6‐MP and daidzin improve MM treatment with bortezomib. A) MM1S cells were treated with 1087 FDA‐approved drugs and the expression of CAV1 (green) was determined using in‐cell western. DRAQ5 (red) was used to stain DNA/total cells for normalization of cell numbers. B) MM1S cells were treated with 6‐MP or daidzin at the indicated concentrations for 48 h and the expression of CAV1 was detected using western blot. C) The signal density of CAV1 was quantified and normalized to GAPDH. D and E) MM1S cells were treated with bortezomib (1.25 nM) in combination with 6‐MP or daidzin for 48 h and cell apoptosis was determined using flow cytometry. Apop, apoptotic. F–H) B‐NDG mice were inoculated with MM1S‐Luc cells and randomly divided into six groups (n = 5–7). After 11 days of inoculation, these mice were intraperitoneally injected with 6‐MP (10–20 mg kg⁻¹), daidzin (30 mg kg⁻¹), or vehicle daily until day 67. After 15 days of inoculation, mice were intraperitoneally injected with bortezomib (0.5 mg kg⁻¹) three times a week until day 67. F) The distribution of MM1S‐Luc cells in these mice was measured at the indicated days after inoculation using a living imaging system. G) The total flux in each mouse after inoculation for the 40 days was determined. Error bar, mean ± SEM. H) Kaplan–Meier curve showing mice survival. A logarithmic‐rank (Mantel–Cox) test was used to determine P values. p‐values were calculated with unpaired two‐sided Student t‐test or one‐way ANOVA test. Error bar, mean ± SD. ^*, p < 0.05; ^**, p < 0.01; ^***, p < 0.001; ^****, p < 0.0001.

Figure 8

Statin‐mediated downregulation of CAV1 enhances the anti‐MM efficiency of bortezomib. A) MM1S cells were treated with lovastatin or simvastatin at the indicated concentration for 48 h and the expression of CAV1 was detected using western blot. B) The signal density of CAV1 was quantified and normalized to GAPDH. C,D) MM1S cells were treated with bortezomib (1.25 nM) in combination with lovastatin or simvastatin for 48 h and cell apoptosis was determined using flow cytometry. Apop, apoptotic. E–G) B‐NDG mice were inoculated with MM1S‐Luc cells and randomly divided into two groups.
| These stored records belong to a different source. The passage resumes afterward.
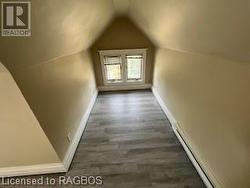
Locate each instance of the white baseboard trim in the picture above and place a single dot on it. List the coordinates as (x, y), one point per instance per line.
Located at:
(124, 87)
(53, 167)
(75, 141)
(32, 170)
(180, 137)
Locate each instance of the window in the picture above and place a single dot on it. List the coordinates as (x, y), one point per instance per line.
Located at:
(123, 66)
(113, 68)
(134, 67)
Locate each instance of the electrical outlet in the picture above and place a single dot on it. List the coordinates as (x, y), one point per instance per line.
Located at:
(69, 137)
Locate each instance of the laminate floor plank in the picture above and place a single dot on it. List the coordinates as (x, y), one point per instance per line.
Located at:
(129, 142)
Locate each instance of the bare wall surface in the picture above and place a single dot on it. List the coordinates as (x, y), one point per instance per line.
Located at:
(214, 27)
(210, 98)
(59, 92)
(21, 134)
(59, 28)
(122, 34)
After 7 days of inoculation, these mice were intraperitoneally injected with simvastatin (20 mg kg⁻¹, n = 7) or vehicle (n = 7) daily until day 60. After day 15 after inoculation, all these mice were intraperitoneally injected with bortezomib (0.5 mg kg⁻¹) three times a week until day 60. (E) The distribution of MM1S‐Luc cells in these mice was measured at the indicated days after inoculation using a living imaging system. (F) The total flux in each mouse after inoculation for the indicated days was determined. Error bar, mean ± SEM. (G) Kaplan–Meier curve showing mice survival. A logarithmic‐rank (Mantel–Cox) test was used to determine P values. H) Schematic diagram showing how targeting CAV1 facilitates MM treatment through regulating cell adhesion, NK cell activation, autophagy, redox homeostasis, and glutamine transport. The figure was created with BioRender.com/v03k780. Gln, glutamine; Glu, glutamate, Cys, cysteine; Gly, glycine. p‐values were calculated with unpaired two‐sided Student t‐test or one‐way ANOVA test. Error bar, mean ± SD. ^*, p < 0.05; ^**, p < 0.01; ^***, p < 0.001; ^****, p < 0.0001.